仁藤 日奈美(1)


(──なんでこんなことになってるんだろう)



 もう何度目か分からない思考を反芻する。


 スポットライトが眩しくてよく見えない。


 けれど正面が客席で、座る人々がひどく盛り上がっていることは分かる。


 彼らは非合法のオークションを楽しんでいるのだ。


 そして、たった今舞台上にある商品は──




 ──私だ。
















 私の名前は仁藤にふじ日奈美ひなみ

 何の変哲もない人間だ。


 高校時代までは良い大学に行って欲しいという両親の願いに応えて勉強漬けだった。


 別に苦ではなかった。世に言う毒親というわけでもなかったと思う。

 日頃から「多くなくてもいいから毎日コツコツやるんだよ」と言われていた程度だ。

 ただ、両親二人とも学歴関連で嫌な思いをした経験があったようで、時々その話を聞かされはした。


 そして勉強を頑張った結果、全国トップレベルの地方大学に進学することができた。




 大学に進学してからは、今までやらなかったことをいろいろやろうと漠然と考えていた。

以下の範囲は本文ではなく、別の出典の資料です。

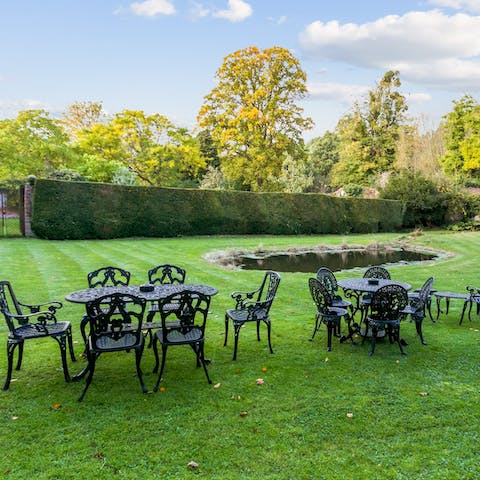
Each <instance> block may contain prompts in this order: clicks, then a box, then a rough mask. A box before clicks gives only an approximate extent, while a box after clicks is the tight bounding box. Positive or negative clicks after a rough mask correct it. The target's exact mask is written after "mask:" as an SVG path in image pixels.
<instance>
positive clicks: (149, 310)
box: [143, 264, 187, 347]
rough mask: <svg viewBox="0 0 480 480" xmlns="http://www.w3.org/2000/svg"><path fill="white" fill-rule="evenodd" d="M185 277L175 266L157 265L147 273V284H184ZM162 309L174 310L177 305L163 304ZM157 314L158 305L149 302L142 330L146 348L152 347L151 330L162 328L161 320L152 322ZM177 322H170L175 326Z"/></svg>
mask: <svg viewBox="0 0 480 480" xmlns="http://www.w3.org/2000/svg"><path fill="white" fill-rule="evenodd" d="M186 276H187V272H186V271H185V270H184V269H183V268H181V267H179V266H177V265H170V264H163V265H158V266H156V267H154V268H152V269H150V270H149V271H148V283H150V284H152V285H155V284H161V285H165V284H172V285H174V284H184V283H185V277H186ZM162 308H163V309H165V310H169V311H170V310H176V309H177V308H178V305H177V304H176V303H170V304H164V305H163V307H162ZM158 313H159V304H158V302H157V301H155V302H151V303H150V307H149V310H148V314H147V318H146V321H145V322H144V324H143V328H144V330H145V332H147V334H148V336H149V343H148V347H151V346H152V340H153V336H152V330H158V329H159V328H162V322H161V320H160V321H159V322H154V321H153V319H154V317H155V315H156V314H158ZM176 323H178V322H175V321H172V322H171V324H172V325H175V324H176Z"/></svg>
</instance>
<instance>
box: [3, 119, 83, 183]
mask: <svg viewBox="0 0 480 480" xmlns="http://www.w3.org/2000/svg"><path fill="white" fill-rule="evenodd" d="M0 159H1V162H0V181H3V180H11V179H24V178H27V177H28V176H29V175H36V176H39V177H45V176H47V175H48V174H51V173H52V172H54V171H56V170H62V169H69V168H72V166H74V165H75V164H76V161H77V160H78V156H77V155H76V153H75V152H74V150H73V149H72V148H71V146H70V144H69V141H68V136H67V135H66V133H65V132H64V130H63V129H62V126H61V124H60V122H59V121H57V120H55V119H52V118H50V116H49V114H48V112H46V111H45V110H24V111H22V112H20V113H19V114H18V115H17V118H15V119H9V120H2V121H0Z"/></svg>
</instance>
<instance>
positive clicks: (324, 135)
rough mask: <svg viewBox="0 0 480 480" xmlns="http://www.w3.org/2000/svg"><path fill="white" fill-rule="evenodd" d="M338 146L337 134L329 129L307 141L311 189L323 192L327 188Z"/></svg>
mask: <svg viewBox="0 0 480 480" xmlns="http://www.w3.org/2000/svg"><path fill="white" fill-rule="evenodd" d="M338 146H339V138H338V135H337V134H336V133H332V132H329V131H327V132H325V134H324V135H322V136H321V137H316V138H313V139H312V140H310V141H309V142H308V143H307V145H306V148H307V156H308V169H309V171H310V175H311V177H312V179H313V184H312V190H313V191H315V192H325V191H327V190H328V187H329V185H330V172H331V170H332V168H333V166H334V165H335V164H336V163H337V162H338Z"/></svg>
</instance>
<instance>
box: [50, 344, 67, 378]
mask: <svg viewBox="0 0 480 480" xmlns="http://www.w3.org/2000/svg"><path fill="white" fill-rule="evenodd" d="M53 338H54V340H56V341H57V343H58V346H59V347H60V356H61V357H62V368H63V376H64V377H65V381H66V382H67V383H69V382H70V374H69V373H68V364H67V338H66V335H60V336H58V337H53Z"/></svg>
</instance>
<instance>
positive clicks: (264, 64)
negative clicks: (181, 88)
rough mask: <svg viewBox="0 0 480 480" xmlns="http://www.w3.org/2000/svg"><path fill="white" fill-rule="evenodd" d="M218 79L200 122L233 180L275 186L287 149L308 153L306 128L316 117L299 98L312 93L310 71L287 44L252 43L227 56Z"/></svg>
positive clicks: (295, 154)
mask: <svg viewBox="0 0 480 480" xmlns="http://www.w3.org/2000/svg"><path fill="white" fill-rule="evenodd" d="M216 78H217V80H218V85H217V86H216V87H215V88H214V89H213V90H212V91H211V92H210V93H209V94H208V95H207V96H206V97H205V99H204V104H203V106H202V107H201V109H200V112H199V114H198V122H199V124H200V126H201V127H202V128H206V129H208V130H209V131H210V132H211V136H212V139H213V141H214V142H215V144H216V145H217V147H218V151H219V156H220V162H221V168H222V171H223V172H224V174H225V177H226V178H227V180H229V181H230V182H237V183H240V184H241V185H242V186H243V188H245V189H250V190H269V189H271V185H269V182H268V179H269V178H275V177H277V176H278V175H279V174H280V172H281V168H282V162H283V159H284V158H285V154H289V155H291V156H292V157H293V158H297V157H299V156H302V155H303V154H304V152H303V139H302V132H303V131H304V130H305V129H309V128H311V127H312V120H311V119H310V118H304V117H303V116H302V114H303V109H302V108H301V107H299V106H298V105H297V104H296V101H297V100H301V99H302V98H304V97H305V95H306V93H307V87H306V75H305V73H304V71H303V70H302V69H301V68H300V64H299V62H298V60H297V59H296V58H295V57H294V56H293V55H292V54H291V53H290V52H289V51H288V50H286V49H284V48H281V47H272V48H268V49H265V50H260V49H258V48H257V47H247V48H245V49H242V50H238V51H236V52H234V53H232V54H230V55H228V56H227V57H225V59H224V61H223V64H222V66H221V67H220V68H219V70H218V71H217V73H216Z"/></svg>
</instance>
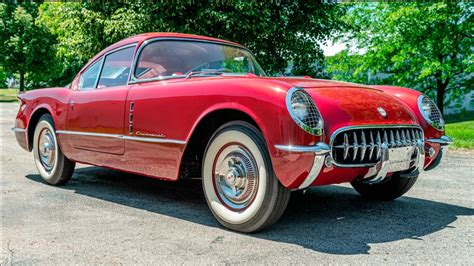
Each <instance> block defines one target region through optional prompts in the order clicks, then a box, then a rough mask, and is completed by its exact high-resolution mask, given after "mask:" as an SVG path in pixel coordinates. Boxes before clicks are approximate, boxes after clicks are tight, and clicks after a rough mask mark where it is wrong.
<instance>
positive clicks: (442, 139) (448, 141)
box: [426, 136, 453, 145]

 試しに化粧を学んで実践してみたところ、自分は意外と良い素材だったことを知った。


 男女問わず多くの人に話しかけられ、友達もたくさんできた。

 なかにはやたらと執着を見せてくる苦手な人もいた。

 人間関係に苦痛を感じることもあった。


 けれど、総じて充実はしていたと思う。







 その日も、特筆すべきことは何もない普通の日だった。

 年末に帰る実家用のお土産を買った帰り道。


 突如浮遊感に襲われ、何もかもが曖昧になるような感覚に見舞われた。



 そして──



 気付いた時には知らない路地裏に座り込んでいた。


 何が起きたか理解できず茫然としていると、突然数人の半裸の男たちが現れた。

 彼らは私を見るや何事か騒ぎはじめ、逃げる間もなく捕らえられてしまった。


 彼らの話している言葉は全く聞いたことのないものだったが、何故だか意味は理解できた。曰く「見たことのない恰好だ。これは金になるに違いない」


 必死に抵抗したが、所詮は非力な女一人。

 勝てるはずもなく目隠しをされて猿轡をかまされ、頭に強い衝撃を受けて気を失った。






 目を覚ますと知らない部屋にいた。持っていた荷物は当然見当たらない。

 目の前には身なりの良い痩せた男が座っており、こちらをじっと見つめていた。


 いくつか質問をされたが、私は一切答えず俯き続ける。

 黙っているとひどい目に合わされるのではとも思ったが、結局何をされることもなく、別の男に部屋から連れ出された。

 長い時間ではなかったが、痩せた男の目が何かに興奮しているかのように血走っていたのが恐ろしくて、体の震えが止まらなかった。


 その後は牢屋のような場所に閉じ込められた。

 トイレは備え付けがあったが当然水洗ではなく、ゴワゴワの布団にくるまって涙を流すことしかできなかった。







 捕まってからどれほど経っただろう。私はすっかり消耗し、疲れ果てていた。


 食事が運ばれてくるときに、持ってくる担当の者が声をかけてくるが、私は一言しか返さない。その言葉とは「日本」だ。


 言葉も知らないし、ここがどこかも分からない。

 だから「日本」という言葉のみを発し続けて、リアクションで情報を得ようという試みだった。

 相手は私が言葉の意味は理解できることに気付いていないだろう。


 だが反応は芳しくなかった。皆「日本」という言葉には全く聞き覚えが無いようだったからだ。


 代わりに知ったのは、私が「商品」であること。

 近いうちにあるオークションにて売られるらしい。


 売られて「奴隷」になるのだと。


 もはや私にはどうすることもできない。


 ただひたすらに、これが夢であってほしいと願うことしか出来なかった。